1)  Non-residential market gaining momentum while residential market slows down

Home sales in Hong Kong’s secondary market dropped to a 21-year low in 2016 as government cooling measures dampened demand while a buying frenzy in the primary market pushed the value of new home sales to the highest level since 1995 as wealthy buyers snap up luxury property. (Source: SCMP, 4 January 2017) 

Agency View
The investment market is full of optimism about the non-residential sector while the residential sector is still suffering from the new stamp duty. We have seen investment transactions continue in the first week of the new year in both the office and industrial sectors. This shows investors are still confident in the property investment market and Q1 2017 should continue to be robust.

Research View
Since the implementation of the 15% stamp duty, we have observed investors' interest in property market segments other than residential have been picking up: 

  • The value of car parking spaces has been rising fast, in some instances reaching over HKD4 million (USD515,500). However, we believe many car parking spaces now exceed long-run fair value and so are likely to remain stable for the next 12 months. 
  • Industrial properties with a capital value of under HKD10 million (USD1.29 million) have already attracted more interest from potential investors.  
  • Looking forward, we expect investment interest to shift also from residential property to the strata-title office market. This supports our forecast that prices of Grade A office property will rise by 10% in 2017.

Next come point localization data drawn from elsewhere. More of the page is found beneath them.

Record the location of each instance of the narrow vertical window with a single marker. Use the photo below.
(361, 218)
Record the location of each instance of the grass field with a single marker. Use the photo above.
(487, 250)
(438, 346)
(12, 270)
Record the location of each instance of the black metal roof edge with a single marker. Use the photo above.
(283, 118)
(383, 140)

2)  Kowloon East office market offers good value for companies looking for relocation in 2017

Agency View
Kowloon East leasing activities continue to be active. A large cruise/ travel company is thought to have recently leased a whole floor space in the Elite Centre in Kwun Tong, moving from Tsimshatsui. The rent is very attractive with a rental cap for the second term, indicating that stratified landlords of Kwun Tong are being very flexible over rent and lease terms. Vacancy at selected Grade A offices in Kwun Tong has also picked up lately. In order to attract tenants from other locations and compete with the current and upcoming new supply in Kowloon, we anticipate the rent of Kwun Tong, especially the stratified ownership stock, will continue to come down. 

Research View
With a steady demand for prime office space in the core CBD, rent in Central and Admiralty should remain strong for 2017. This will threaten affordability for many occupiers, who may push for more relocation to decentralised office markets. With a large new supply of Grade A office in the pipeline and a double-digit vacancy rate, office rent in Kowloon East should remain under pressure for the rest of 2017. That said, we do not expect steep declines in Kowloon East rents due to improved accessibility, new infrastructure and better amenity in Kowloon East.

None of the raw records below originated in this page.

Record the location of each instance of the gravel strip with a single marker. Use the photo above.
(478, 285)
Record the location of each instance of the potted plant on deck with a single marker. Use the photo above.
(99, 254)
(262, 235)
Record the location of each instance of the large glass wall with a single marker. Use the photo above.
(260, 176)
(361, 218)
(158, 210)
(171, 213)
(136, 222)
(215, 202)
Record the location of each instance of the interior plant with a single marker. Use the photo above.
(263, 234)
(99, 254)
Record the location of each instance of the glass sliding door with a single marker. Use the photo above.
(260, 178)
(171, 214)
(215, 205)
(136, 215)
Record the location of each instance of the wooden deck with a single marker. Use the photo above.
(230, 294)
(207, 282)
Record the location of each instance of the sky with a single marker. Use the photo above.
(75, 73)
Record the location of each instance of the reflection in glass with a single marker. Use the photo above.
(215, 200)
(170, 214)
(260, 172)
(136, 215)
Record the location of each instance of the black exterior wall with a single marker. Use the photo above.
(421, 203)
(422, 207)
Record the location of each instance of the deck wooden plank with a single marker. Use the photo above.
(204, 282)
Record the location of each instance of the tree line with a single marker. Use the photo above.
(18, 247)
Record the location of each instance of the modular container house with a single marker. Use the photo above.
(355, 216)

3)  Hong Kong property set to become ‘buyer’s market’ in the first quarter

New home prices are likely to drop as property developers jostle to lure buyers. Competition among developers in Hong Kong is set to pick up with as many as 5,000 new flats ready for launch in the first quarter of 2017. With ample new supply this year, developers’ pricing will be competitive in selective areas in a bid to speed up sales. Competition for potential buyers is set to intensify in Tsuen Wan, the Kai Tak area and Kau To Shan in Sha Tin which are major sources of new supply this year. (Source: SCMP, 3 January, 2017)

Agency view  
Hong Kong developers continue to offload new properties aggressively, in the belief that the primary residential market will remain active regardless of the ad valorem stamp duty launched last year in November. Grand Yoho – Phase 2, a new development in Yuen Long by Sun Hung Kai Properties, has released its price list of 166 units with an average of HKD14,488 per sq ft. (USD1,865 per square ft) , a 24% increase over the first batch of units released in Phase 1 at an average price of HKD11,968 per sq ft (USD1,540) in August 2016.   

Research view  
Hong Kong has enjoyed negative real interest rates since the ending of the Global Financial Crisis since 2009. This helped fuel a boom in Hong Kong residential prices of about 200% between 2010 and a peak in September 2015. Residential prices dropped by about 11% over the next few months before starting to recover. By November 2016, prices had risen marginally over the peak of September 2015.

However, in combination with rising interest rates in Hong Kong we expect that the new stamp duty will dampen the Hong Kong residential market over 2017. We forecast that the overall residential market will witness a mild 5% drop in prices by the end of 2017. A sharper decline over the coming year seems unlikely considering continuing strong demand and low supply in Hong Kong.

Looking further ahead, a sharper downward correction in Hong Kong residential property prices remains possible given both rising supply in the New Territories and the Kai Tak area after 2020 and the prospect of rising real interest rates. At this stage we maintain our view that Hong Kong will return to positive real interest rates by H2 2018. However, an earlier return is entirely conceivable.